What are the absolute extrema of #f(x)=x/(x^2+1) in(0,2)#?

Question

Emily Ammerman · Accepted Answer

The first derivative is #df(x)/dx=(x'*(x^2+1)-x*(x^2+1)')/(x^2+1)^2=(1-x^2)/(1+x^2)^2# Hence the first derivative nullifies at #x=+-1# but because #x ε (0,2)# We have that at #x=1# we got a maximum which is #f(1)=1/2#

Axel Alvarez · Answer

undefined To find the absolute extrema of $ f(x) = \frac{x}{x^2 + 1} $ on the interval (0, 2), we first find the critical points by setting the derivative equal to zero and finding where it's undefined. Then, we evaluate $ f(x) $ at these critical points and at the endpoints of the interval (0 and 2). The largest and smallest values among these will be the absolute extrema.

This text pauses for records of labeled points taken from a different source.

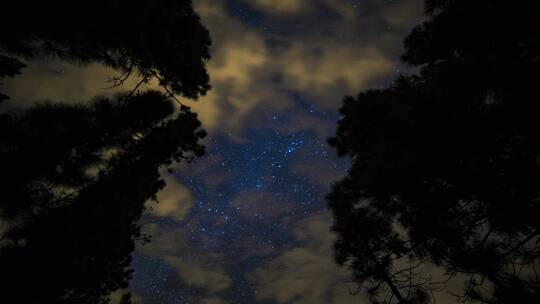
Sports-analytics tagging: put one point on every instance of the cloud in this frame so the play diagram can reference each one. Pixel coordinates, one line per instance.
(258, 202)
(323, 174)
(195, 268)
(326, 70)
(280, 6)
(306, 273)
(403, 14)
(174, 201)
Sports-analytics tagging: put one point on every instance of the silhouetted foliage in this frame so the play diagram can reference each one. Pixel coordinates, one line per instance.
(75, 182)
(445, 164)
(75, 178)
(163, 39)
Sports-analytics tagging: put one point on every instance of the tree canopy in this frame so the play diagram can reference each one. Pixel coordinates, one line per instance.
(445, 163)
(75, 178)
(162, 39)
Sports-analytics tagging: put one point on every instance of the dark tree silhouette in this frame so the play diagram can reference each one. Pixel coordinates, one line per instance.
(445, 164)
(162, 39)
(75, 178)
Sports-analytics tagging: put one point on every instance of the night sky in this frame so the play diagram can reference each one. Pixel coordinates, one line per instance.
(247, 223)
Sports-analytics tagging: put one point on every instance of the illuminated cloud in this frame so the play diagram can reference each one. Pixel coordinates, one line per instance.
(253, 203)
(280, 6)
(306, 273)
(327, 70)
(202, 270)
(403, 14)
(174, 201)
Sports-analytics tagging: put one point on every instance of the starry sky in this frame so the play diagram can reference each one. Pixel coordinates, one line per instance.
(247, 223)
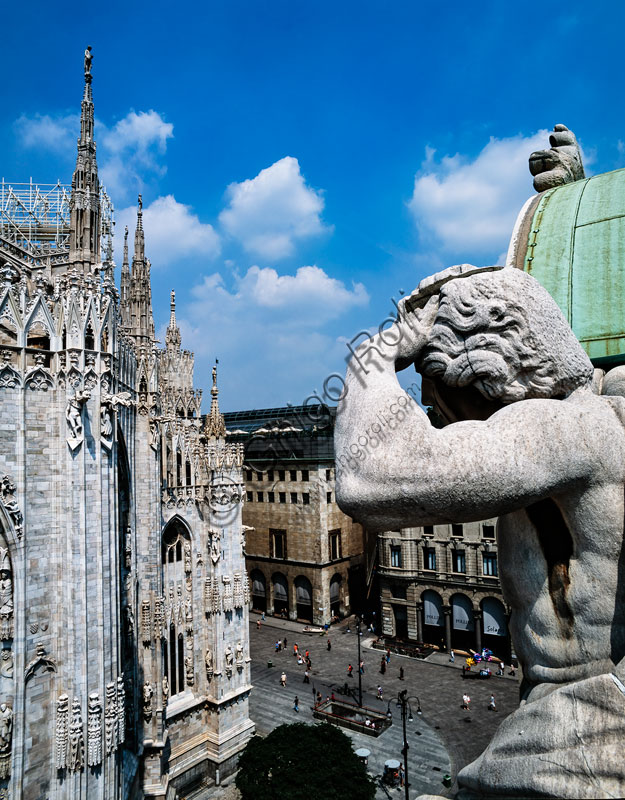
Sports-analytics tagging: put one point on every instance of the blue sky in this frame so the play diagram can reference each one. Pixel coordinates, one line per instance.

1. Find critical points by finding where the derivative is zero or undefined:

$$ f'(x) = \frac{(x^2 + 1) - x(2x)}{(x^2 + 1)^2} = 0 $$

$$ \frac{x^2 + 1 - 2x^2}{(x^2 + 1)^2} = 0 $$

$$ x^2 + 1 - 2x^2 = 0 $$

$$ -x^2 + 1 = 0 $$

$$ x^2 = 1 $$

$$ x = \pm 1 $$

2. Evaluate $ f(x) $ at critical points and endpoints:

$$ f(0) = 0 $$
$$ f(1) = \frac{1}{2} $$
$$ f(2) = \frac{2}{5} $$

3. Compare the values:

$$ f(0) = 0 $$
$$ f(1) = \frac{1}{2} $$
$$ f(2) = \frac{2}{5} $$

Thus, the absolute maximum is $ \frac{1}{2} $ at $ x = 1 $, and the absolute minimum is $ 0 $ at $ x = 0 $.